Jaramillo won’t have to wait for the opportunity to tangibly fulfill his desire to pay forward the encouragement and support he was given in his first year as a Trailblazer. Part of the agreement each student makes upon entry to the program is a commitment to mentor future Trailblazer Scholars. And according to Beverly, mentorship is already beginning this year as the second cohort of Trailblazer Scholars joins the first, doubling the group’s size.

The goal is 25 new Scholars to be selected each year until the program reaches its cap of maintaining 80-100 Trailblazer Scholars on campus at a time.

Fall 2022 Dalshawn Jones
Dalshawn Jones

Dalshawn Jones (BA ’22), who became a Trailblazer scholar during his senior year at Baylor, has high expectations of what his former cohort will accomplish even in the next few years. Having served as a Baylor Community Leader and a student representative of the Cultural Humility committee in Campus Living and Learning, Jones spent a significant amount of his time at Baylor counseling students who were struggling.

“I saw a lot of areas where minority students felt misplaced by attending this university,” Jones said. “But with this program, I know that’s going to change because my cohort that is still there on campus is just incredible.”

“This experience with the Trailblazers opened up something in me that I’m going to be able to carry with me for the rest of my life.”

Dalshawn Jones, Trailblazer Scholar

Jones, a first-generation college graduate who is now headed to graduate school, not only plans to do his part to mentor future Baylor Trailblazers, but also plans to make his career in working to promote diversity, equity and inclusion in higher education.
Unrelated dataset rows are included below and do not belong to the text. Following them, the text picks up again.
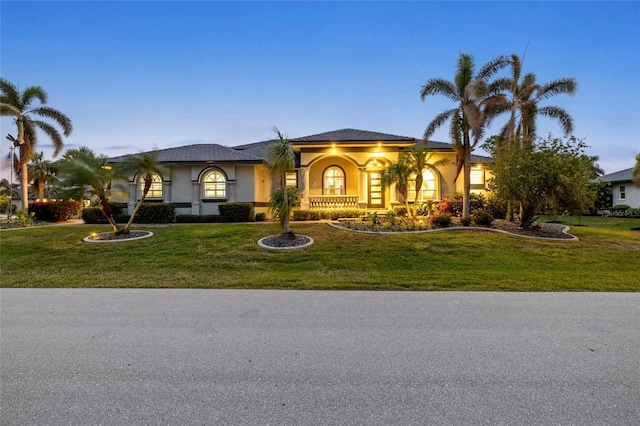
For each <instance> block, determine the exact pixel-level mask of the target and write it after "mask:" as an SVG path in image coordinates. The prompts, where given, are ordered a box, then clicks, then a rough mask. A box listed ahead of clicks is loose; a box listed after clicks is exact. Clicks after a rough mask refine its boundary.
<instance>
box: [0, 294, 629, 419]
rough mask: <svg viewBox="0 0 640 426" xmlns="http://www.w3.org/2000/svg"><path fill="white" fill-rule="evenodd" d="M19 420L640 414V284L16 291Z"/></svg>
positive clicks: (574, 417) (449, 417)
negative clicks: (574, 290) (400, 292)
mask: <svg viewBox="0 0 640 426" xmlns="http://www.w3.org/2000/svg"><path fill="white" fill-rule="evenodd" d="M0 308H1V317H0V321H1V322H0V327H1V331H0V333H1V334H0V362H1V363H0V369H1V371H0V377H1V379H2V383H1V388H2V389H1V400H0V404H1V405H0V409H1V412H0V423H1V424H2V425H4V426H9V425H20V426H24V425H388V424H399V425H458V424H467V425H480V424H487V425H632V424H633V425H638V424H640V412H639V408H638V407H640V294H637V293H636V294H597V293H560V294H559V293H535V294H532V293H458V292H451V293H413V292H412V293H409V292H407V293H400V292H394V293H388V292H313V291H251V290H239V291H235V290H133V289H132V290H109V289H105V290H98V289H81V290H74V289H54V290H48V289H38V290H30V289H2V290H0Z"/></svg>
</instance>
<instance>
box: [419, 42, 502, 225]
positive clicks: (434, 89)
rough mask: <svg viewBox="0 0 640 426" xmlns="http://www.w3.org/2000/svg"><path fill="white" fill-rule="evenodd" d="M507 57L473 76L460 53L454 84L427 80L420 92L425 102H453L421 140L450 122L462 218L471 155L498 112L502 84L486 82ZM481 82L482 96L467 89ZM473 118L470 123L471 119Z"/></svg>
mask: <svg viewBox="0 0 640 426" xmlns="http://www.w3.org/2000/svg"><path fill="white" fill-rule="evenodd" d="M509 63H510V60H509V58H508V57H507V56H498V57H497V58H494V59H492V60H491V61H489V62H487V63H486V64H485V65H484V66H483V67H482V68H481V69H480V71H478V73H477V74H476V73H475V63H474V60H473V56H472V55H469V54H461V55H460V57H459V58H458V62H457V69H456V74H455V77H454V79H453V81H448V80H444V79H441V78H433V79H429V80H428V81H427V82H426V83H425V85H424V86H422V89H421V91H420V98H421V99H422V100H423V101H424V100H425V98H426V97H427V96H431V95H443V96H446V97H448V98H449V99H451V100H452V101H454V102H455V103H456V104H457V105H456V107H455V108H452V109H449V110H446V111H443V112H441V113H440V114H438V115H437V116H436V117H435V118H434V119H433V120H431V122H430V123H429V125H428V126H427V128H426V129H425V131H424V140H426V141H428V140H429V139H430V138H431V136H432V135H433V133H434V132H435V131H436V129H437V128H439V127H440V126H442V125H443V124H444V123H446V122H447V121H449V122H450V125H449V134H450V136H451V139H452V140H453V145H454V148H455V150H456V154H457V155H456V164H457V173H456V179H457V176H459V174H460V171H461V170H463V169H464V173H463V177H464V191H463V208H462V210H463V211H462V214H463V216H468V215H469V199H470V194H471V180H470V173H471V153H472V152H473V150H474V149H475V147H476V146H477V144H478V142H479V141H480V139H481V137H482V134H483V130H484V126H485V125H486V124H487V122H488V121H490V120H491V118H493V117H494V116H495V115H496V114H497V113H498V111H499V110H498V109H497V108H496V105H499V104H500V101H501V99H502V96H503V95H501V94H500V90H501V88H502V86H501V84H500V83H501V82H498V83H489V82H488V81H489V79H490V78H491V77H492V76H493V75H494V74H495V73H496V72H498V71H499V70H500V69H502V68H504V67H505V66H507V65H509ZM481 82H482V83H483V91H482V96H478V93H480V90H478V91H474V90H470V89H469V86H470V85H471V84H472V83H473V84H475V85H476V86H480V84H481ZM470 117H471V118H473V123H472V122H471V120H470Z"/></svg>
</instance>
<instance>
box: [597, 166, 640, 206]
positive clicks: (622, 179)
mask: <svg viewBox="0 0 640 426" xmlns="http://www.w3.org/2000/svg"><path fill="white" fill-rule="evenodd" d="M631 170H633V169H632V168H629V169H624V170H620V171H619V172H615V173H610V174H608V175H604V176H600V178H599V179H600V180H601V181H603V182H608V183H609V185H611V193H612V195H613V205H614V206H615V205H618V204H627V205H628V206H631V207H634V208H640V188H638V187H637V186H636V185H635V184H634V183H633V182H632V181H631Z"/></svg>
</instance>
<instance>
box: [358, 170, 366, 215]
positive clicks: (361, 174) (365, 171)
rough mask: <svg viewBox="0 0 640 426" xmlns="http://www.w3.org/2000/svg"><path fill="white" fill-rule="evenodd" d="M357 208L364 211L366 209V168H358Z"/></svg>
mask: <svg viewBox="0 0 640 426" xmlns="http://www.w3.org/2000/svg"><path fill="white" fill-rule="evenodd" d="M358 172H359V173H358V174H359V178H360V179H359V180H358V208H359V209H366V208H367V197H368V193H367V169H366V167H358Z"/></svg>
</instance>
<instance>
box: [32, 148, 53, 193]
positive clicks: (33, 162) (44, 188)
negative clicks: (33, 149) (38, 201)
mask: <svg viewBox="0 0 640 426" xmlns="http://www.w3.org/2000/svg"><path fill="white" fill-rule="evenodd" d="M43 157H44V153H43V152H36V153H33V154H32V155H31V162H30V163H29V164H28V165H27V170H28V172H29V176H31V179H32V181H33V183H34V184H35V185H36V186H37V188H38V200H39V201H43V200H44V190H45V185H46V186H48V185H50V184H51V183H53V182H54V181H55V176H54V174H53V171H54V165H53V163H52V162H51V161H49V160H44V159H43Z"/></svg>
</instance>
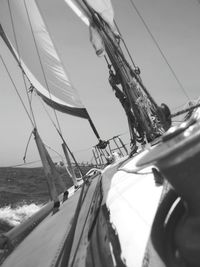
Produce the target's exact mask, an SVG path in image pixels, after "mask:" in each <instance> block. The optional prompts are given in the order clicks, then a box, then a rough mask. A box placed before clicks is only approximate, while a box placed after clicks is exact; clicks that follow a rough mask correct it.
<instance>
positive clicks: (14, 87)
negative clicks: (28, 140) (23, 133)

“This experience with the Trailblazers opened up something in me that I’m going to be able to carry with me for the rest of my life,” Jones said.

And what does Jones cite as the most formative part of his year as a Trailblazer? Learning from and working with the Baylor Multicultural Affairs staff.

“Being able to get advice from these amazing individuals who were down the road in their careers — I was just taking it all in,” Jones said. “They challenged my perspectives, gave good information, and helped me evolve. Honestly, they were some of my number one supporters my entire last year at Baylor.”

As much as the Multicultural Affairs staff sought to serve and support that first group of scholars, Beverly feels that the students themselves were the key guides in the successful launch of the program.

“This first group of students was just amazing,” Beverly said. “They were teaching us even as we worked to roll out the program. They showed us, in real time, what will work best for the next group.”

Leading while learning. Seems only fitting for students who have been tasked with — and feel called to — blazing the trail for an even better Baylor ahead.